Finsbury Park Mosque out to defy terror listing by working with community
PUBLISHED: 09:34 18 August 2015 | UPDATED: 09:42 18 August 2015
Mosque has launched a new scheme offering free meals to homeless, poor and vulnerable people
In the main hall of Finsbury Park Mosque, a small group of men are sat eating chunky vegetable soup. Packets of Sainsbury’s Taste The Difference cookies and plates of Jaffa Cakes align the long table. Tea and coffee supply is liberal.
Meanwhile, another group is hunched over a table football stand. Grins are etched on each face, eyes fixated on the little figures.
It is not a scene you would expect at a centre that has just been named on a terrorism blacklist.
This month, the St Thomas’s Road mosque launched its “Meal for ALL” scheme. Aimed at homeless, poor and vulnerable people, the mosque opens its doors from 7pm-9pm every Thursday evening. People can enjoy a free meal, play games and receive support and advice from social workers.
This same mosque was recently identified as a potential terror threat on a database called World-Check, owned by news agency Thomson Reuters.
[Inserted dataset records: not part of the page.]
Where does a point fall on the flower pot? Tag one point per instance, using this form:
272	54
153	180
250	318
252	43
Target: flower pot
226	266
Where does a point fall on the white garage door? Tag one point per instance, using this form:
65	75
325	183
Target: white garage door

It was due to previous association with radical preacher Abu Hamza in the 1990s, plus alleged links to the 7/7 London bombings and shoe bomb terrorist Richard Reid.
But this was stamped out when chairman Mohammed Kozbar took over in 2005. He believes Meal for ALL flies in the face of perception.
“We are not just a mosque, but a community centre. We want to help people, regardless of background. The scheme is open to everybody: Muslims and non-Muslims. For a couple of hours, they can have fun and forget about whatever problems they may have.”
Mr Kozbar’s voice hardens upon mention of the World-Check listing: “Since 2005, we have turned this mosque from hostile to cohesive. To be named in this list was a shock for us and we are considering legal action. We want to clear our name: it’s damaged our reputation. Everyone in Finsbury Park knows it is a different place now.”
Back in the hall, one man has finished his soup. He asks what the main course is. The soup IS the main, volunteers tell him.
Mr Kozbar, 48, of Harrow, adds: “If we get funds, we will upgrade from soup to proper meals. At the moment, the mosque funds all the food and it is limited. But we are happy to run as we are until we can improve. As long as people enjoy themselves, we will continue. And don’t forget, we keep religion away from this. It is purely social.”